The film we now know as Star Wars: The Force Awakens went through quite an evolutionary phase before it finally made it to the screen under the guidance of director J.J. Abrams, who co-wrote a final version of the screenplay with Star Wars veteran Lawrence Kasdan. The seeds of the sequel trilogy were first planed by creator George Lucas himself, and though significant changes were made in the Disney era, it does seem that some of his concepts likely passed all the way through to the end, particularly the idea of a member of the next generation of heroes being corrupted by the Dark Side. The final version of that character is Kylo Ren, formerly Ben Solo, but it took a while for him to become the face beneath the Vader-inspired helmet we've been fascinated by for the last four years.

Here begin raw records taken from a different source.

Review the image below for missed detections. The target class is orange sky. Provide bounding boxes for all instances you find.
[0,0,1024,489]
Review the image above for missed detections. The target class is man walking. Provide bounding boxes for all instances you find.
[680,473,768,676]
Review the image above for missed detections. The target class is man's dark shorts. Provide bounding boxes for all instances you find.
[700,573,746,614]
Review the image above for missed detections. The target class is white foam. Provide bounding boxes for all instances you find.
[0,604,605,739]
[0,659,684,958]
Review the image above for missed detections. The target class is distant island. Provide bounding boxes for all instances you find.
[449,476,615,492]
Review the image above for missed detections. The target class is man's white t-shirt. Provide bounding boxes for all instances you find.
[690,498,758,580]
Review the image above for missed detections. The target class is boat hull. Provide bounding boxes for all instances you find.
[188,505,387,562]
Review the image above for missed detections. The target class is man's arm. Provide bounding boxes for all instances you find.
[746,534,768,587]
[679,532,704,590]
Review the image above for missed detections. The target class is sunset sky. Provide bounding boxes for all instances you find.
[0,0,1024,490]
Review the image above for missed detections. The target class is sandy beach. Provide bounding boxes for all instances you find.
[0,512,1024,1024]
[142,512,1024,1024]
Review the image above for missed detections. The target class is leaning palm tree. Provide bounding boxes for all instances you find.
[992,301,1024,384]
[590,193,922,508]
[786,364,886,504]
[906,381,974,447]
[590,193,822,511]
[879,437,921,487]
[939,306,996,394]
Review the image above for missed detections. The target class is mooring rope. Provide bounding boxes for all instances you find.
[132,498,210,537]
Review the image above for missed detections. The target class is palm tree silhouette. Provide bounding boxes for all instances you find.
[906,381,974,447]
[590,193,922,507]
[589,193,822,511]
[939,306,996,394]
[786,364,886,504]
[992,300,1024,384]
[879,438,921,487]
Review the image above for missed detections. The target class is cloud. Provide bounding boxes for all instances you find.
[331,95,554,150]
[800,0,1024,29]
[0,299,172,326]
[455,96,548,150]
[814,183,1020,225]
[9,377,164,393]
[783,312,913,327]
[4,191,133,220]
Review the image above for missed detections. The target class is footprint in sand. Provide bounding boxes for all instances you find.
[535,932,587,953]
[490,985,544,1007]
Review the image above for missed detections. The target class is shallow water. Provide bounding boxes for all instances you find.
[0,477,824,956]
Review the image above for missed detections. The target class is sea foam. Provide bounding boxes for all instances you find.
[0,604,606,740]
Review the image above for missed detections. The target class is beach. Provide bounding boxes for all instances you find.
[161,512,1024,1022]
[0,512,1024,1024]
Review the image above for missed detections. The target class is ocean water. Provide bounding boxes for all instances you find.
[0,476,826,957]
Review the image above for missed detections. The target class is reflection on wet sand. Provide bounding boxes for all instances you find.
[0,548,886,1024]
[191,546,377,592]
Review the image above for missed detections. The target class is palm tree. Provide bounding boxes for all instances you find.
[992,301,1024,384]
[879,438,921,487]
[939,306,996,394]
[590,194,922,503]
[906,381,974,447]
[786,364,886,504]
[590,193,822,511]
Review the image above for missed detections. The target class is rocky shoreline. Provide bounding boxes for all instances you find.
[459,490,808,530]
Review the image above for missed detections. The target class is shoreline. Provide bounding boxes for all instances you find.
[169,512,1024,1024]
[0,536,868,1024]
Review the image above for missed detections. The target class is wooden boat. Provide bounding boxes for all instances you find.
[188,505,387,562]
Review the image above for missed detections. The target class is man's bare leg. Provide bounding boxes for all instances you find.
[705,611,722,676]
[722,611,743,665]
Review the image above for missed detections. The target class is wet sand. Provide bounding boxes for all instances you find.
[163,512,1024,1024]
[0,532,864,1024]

Concept artist Christian Alzmann, who recently took to Instagram to post some revealing artwork from the film's development, contributed plenty of designs along the way to The Force Awakens, from early looks for BB-8 and Maz Kanata to a lot of designs for the character who would become Kylo Ren. In the early days, Kylo was an even more villainous, perhaps less human character referred to as a "Jedi Killer," as this piece previously seen in The Art of The Force Awakens book shows:
The Darth Vader influence was clearly heavy in these designs, and the collection of lightsabers recalls the likes of another Jedi killer from the Clone Wars days, General Grievous. As things moved forward, Alzmann continued to play with various designs for the character, included numerous shapes for what would become Kylo Ren's now-iconic helmet.
Alzmann's most recent post, though, reveals an even darker look for the Jedi Killer character, one that retains the dark attire but also digs deeper into an even more inhuman look. Like Vader before him, this version of the Jedi Killer has clearly been through a lot of pain, and survives now through some form of life-support machinery evident in his mask. The eyes peeking through the mask only serve to further highlight this inner darkness and pain, which is probably why Lucasfilm couldn't let the concept go. According to Alzmann, this look was later a major inspiration for the Inquisitor character The Fifth Brother in the TV series Star Wars Rebels.
It's been nearly four years since Kylo Ren first walked onto the big screen, and how he got there in the form we know him remains a fascinating journey. We can't wait to see the character's next and perhaps final stage in Star Wars: The Rise of Skywalker, which hits theaters Dec. 20.